The cut level 1 to level 5 for gloves you are familiar with hearing, originates from this standard, and it’s based up the Coupe or rotating blade test.
Every rotation of the blade equates to an index and as the number of indexes increase before the penetration of the blade through the glove the higher the rating it will be awarded.
The coupe test measures the number of rotations of a blade before penetrating the glove. The more rotations, the higher the rating that will be awarded.
The weakness with the Coupe test is:
- Exposure to a rotating blade is not typical of the cut risk for most operatives on sites.

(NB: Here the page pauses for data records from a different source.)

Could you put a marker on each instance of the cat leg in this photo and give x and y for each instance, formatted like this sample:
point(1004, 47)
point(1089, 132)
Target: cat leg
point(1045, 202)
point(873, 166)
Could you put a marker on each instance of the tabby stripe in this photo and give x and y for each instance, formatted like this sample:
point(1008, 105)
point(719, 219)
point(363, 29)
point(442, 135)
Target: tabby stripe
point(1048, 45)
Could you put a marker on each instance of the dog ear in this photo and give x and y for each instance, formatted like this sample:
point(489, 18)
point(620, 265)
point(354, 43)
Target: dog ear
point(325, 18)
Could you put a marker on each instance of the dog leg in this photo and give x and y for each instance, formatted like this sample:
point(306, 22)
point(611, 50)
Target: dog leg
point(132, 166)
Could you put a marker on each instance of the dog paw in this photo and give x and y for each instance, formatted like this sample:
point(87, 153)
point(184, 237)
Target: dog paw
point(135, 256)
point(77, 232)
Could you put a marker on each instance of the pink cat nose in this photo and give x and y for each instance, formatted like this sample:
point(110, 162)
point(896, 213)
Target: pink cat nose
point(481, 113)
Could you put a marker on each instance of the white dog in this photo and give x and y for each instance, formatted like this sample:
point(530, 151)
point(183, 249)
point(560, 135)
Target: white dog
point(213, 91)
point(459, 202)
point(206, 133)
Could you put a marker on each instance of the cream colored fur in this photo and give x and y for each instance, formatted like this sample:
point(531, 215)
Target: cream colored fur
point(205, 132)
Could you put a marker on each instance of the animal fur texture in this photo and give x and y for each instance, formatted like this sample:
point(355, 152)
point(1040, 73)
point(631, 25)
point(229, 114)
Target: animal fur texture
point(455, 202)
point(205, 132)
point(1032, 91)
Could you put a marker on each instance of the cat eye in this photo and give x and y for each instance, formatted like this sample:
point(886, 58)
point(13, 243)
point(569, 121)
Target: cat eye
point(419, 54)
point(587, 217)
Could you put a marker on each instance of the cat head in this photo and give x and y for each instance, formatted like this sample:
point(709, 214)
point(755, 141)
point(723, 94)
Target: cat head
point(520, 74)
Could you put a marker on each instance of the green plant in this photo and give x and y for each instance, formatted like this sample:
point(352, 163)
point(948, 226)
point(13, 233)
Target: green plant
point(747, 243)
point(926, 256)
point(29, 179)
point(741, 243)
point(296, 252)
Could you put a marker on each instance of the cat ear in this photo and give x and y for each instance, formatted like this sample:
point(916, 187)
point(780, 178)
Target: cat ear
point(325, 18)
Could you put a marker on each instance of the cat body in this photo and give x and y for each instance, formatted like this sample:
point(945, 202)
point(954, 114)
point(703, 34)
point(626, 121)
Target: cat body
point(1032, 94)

- The integrity of the blade is not maintained as it progressively becomes blunter as the number of rotations increases.
- There is no differentiation in ratings between a glove that performs to 20 rotations and, say, 60 rotations.
This is the new requirement for a straight blade cut test – your indicator to this rating is the 5th digit (which is a letter).
The resistance rating of a glove with this test is based upon the level of pressure applied to a straight blade (measured in Newtons) before penetration.
This testing contrasts to theCoupe test in that:
- A straight edge is closer to the typical character of cut risk encountered for most operatives
- The blade is replaced with every test
EN388:2003 VS EN388:2016
Picture it like decimalisation, where we transitioned from pounds, shillings and pennies to pounds and pence. There is not exactly any correlation between the 2 cut standards, as the tests are very different.
However, what we can comment is that based upon data is that:
All cut level 1 and level 2 gloves are classified as having an ‘A’ rating.
Level 3 and some level 4 gloves are classified as having a ‘B’ rating.
The remainder of the cut level 4 gloves and many of the cut level 5 gloves are ‘C’ and ‘D’ rated.
There would be a few gloves that were ‘high performing’ cut level 5 gloves that are now classified as ‘E’ and ‘F’.
We can’t ignore the new standards; without it, you are really exposing hands to significant risk.
Take this example, an index F glove would give you 3 times more protection that an index C glove – yet they’re both equivalents to the old cut level 5.
Be aware of the ‘old money’ (aka Cut Levels 1-5) that are still around. The letter is your safest guide to ensure optimal protection.